Numbers cast doubt on Hollywood leverage

The Alliance for Middle East Peace estimates U.S. philanthropic giving to Palestinian causes at $88 million annually, dwarfed by $5 billion to Israel-focused charities. Box-office receipts offer similar math: Middle-East releases account for roughly 4 percent of global Hollywood revenue, a figure consultants call “symbolically negligible” yet nerve-wracking for studios reliant on franchise income. The calculation has chilled studio statements beyond carefully worded calls for “peace.”

What the silence really costs

Less clear is whether social-media backlash translates to ticket sales. “The Flash” endured Ezra Miller scandals yet opened to $139 million worldwide, while Disney’s “Wish” saw TikTok boycotts over CEO comments on Gaza yet still netted $250 million. The numbers hint studio paralysis stems more from fear of shareholder scrutiny than consumer sentiment.

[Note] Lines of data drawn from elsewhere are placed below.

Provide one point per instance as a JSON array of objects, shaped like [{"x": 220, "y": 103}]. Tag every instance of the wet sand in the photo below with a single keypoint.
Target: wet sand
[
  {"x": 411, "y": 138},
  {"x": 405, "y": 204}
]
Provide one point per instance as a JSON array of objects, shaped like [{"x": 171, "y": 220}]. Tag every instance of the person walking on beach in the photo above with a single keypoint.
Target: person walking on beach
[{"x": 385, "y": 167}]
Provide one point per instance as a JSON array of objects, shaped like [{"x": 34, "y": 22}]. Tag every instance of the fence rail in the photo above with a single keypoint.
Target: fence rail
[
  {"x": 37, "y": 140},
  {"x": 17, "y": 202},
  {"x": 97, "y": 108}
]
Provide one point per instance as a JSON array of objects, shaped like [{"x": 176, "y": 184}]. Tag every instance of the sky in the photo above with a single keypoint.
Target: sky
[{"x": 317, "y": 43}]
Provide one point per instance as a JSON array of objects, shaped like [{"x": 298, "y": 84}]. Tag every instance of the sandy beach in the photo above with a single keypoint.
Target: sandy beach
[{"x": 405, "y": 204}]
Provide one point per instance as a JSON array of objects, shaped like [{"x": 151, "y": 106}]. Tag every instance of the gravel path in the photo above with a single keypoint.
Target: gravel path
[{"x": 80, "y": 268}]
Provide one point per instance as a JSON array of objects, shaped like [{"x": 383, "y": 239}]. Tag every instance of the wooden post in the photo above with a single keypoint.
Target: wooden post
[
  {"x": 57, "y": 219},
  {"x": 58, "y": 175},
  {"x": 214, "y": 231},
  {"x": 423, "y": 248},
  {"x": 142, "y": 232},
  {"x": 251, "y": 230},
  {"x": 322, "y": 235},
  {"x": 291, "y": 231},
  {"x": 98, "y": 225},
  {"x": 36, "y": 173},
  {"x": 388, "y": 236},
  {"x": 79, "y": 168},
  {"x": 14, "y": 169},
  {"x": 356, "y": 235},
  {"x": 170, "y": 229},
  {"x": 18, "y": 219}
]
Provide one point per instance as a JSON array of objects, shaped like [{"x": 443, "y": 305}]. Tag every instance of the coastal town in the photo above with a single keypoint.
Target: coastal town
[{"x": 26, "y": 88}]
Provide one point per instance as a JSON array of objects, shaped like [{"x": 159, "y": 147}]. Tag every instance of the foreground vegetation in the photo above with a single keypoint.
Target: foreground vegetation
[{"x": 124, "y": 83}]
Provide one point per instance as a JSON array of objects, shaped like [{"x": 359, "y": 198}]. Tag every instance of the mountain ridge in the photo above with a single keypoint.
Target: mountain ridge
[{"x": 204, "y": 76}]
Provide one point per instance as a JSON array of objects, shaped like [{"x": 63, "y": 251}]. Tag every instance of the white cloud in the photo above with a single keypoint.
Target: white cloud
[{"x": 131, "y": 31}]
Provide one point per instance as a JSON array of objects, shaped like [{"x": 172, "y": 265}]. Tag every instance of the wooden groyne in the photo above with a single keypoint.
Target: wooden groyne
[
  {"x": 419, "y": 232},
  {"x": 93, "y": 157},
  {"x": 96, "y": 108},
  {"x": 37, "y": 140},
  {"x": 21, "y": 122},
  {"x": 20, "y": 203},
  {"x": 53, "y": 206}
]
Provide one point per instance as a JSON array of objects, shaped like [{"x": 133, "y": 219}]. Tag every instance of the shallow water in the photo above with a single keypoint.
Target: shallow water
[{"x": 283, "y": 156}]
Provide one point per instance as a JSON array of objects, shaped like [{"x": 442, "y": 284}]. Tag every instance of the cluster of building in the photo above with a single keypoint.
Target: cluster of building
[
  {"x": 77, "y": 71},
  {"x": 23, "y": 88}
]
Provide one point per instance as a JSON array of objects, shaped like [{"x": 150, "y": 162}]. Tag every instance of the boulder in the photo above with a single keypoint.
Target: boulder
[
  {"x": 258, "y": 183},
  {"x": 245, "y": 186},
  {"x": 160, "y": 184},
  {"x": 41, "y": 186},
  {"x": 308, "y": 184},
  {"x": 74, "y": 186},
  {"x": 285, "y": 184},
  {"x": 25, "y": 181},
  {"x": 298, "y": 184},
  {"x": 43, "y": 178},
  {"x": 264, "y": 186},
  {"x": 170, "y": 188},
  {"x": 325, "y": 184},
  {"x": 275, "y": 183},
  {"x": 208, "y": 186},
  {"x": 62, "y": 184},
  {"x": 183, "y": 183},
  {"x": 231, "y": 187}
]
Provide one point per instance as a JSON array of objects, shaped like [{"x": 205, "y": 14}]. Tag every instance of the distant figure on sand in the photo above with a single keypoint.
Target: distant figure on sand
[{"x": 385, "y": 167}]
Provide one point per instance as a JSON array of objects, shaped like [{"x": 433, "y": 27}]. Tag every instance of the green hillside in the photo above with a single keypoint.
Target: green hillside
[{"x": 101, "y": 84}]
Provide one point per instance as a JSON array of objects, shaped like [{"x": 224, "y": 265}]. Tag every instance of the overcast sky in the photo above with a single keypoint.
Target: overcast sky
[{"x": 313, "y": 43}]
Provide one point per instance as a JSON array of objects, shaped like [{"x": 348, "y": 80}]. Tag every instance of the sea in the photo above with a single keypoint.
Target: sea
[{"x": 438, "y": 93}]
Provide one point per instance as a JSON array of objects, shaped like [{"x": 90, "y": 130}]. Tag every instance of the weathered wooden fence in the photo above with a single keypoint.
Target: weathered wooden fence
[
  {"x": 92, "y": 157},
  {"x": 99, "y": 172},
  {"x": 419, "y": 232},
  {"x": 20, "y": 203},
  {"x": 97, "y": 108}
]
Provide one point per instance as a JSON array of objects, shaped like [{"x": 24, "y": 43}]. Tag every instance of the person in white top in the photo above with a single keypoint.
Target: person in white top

Next flashpoint: 16 April board vote

The Academy’s 54-member board meets virtually in three weeks. Agenda items include “adjustment of presenter protocols,” according to a notice seen by GlobalBeat. Insiders predict three camps: governors favouring tighter scripting, others defending free-speech optics, and a swing group pushing for middle-ground warnings. Any rule change requires two-thirds approval but applies only to future ceremonies, letting Bardem off the hook.

Meanwhile, Palestinian and Israeli producers are courting support for competing documentary submissions for the 2025 race—setting the stage for a repeat confrontation one year from now.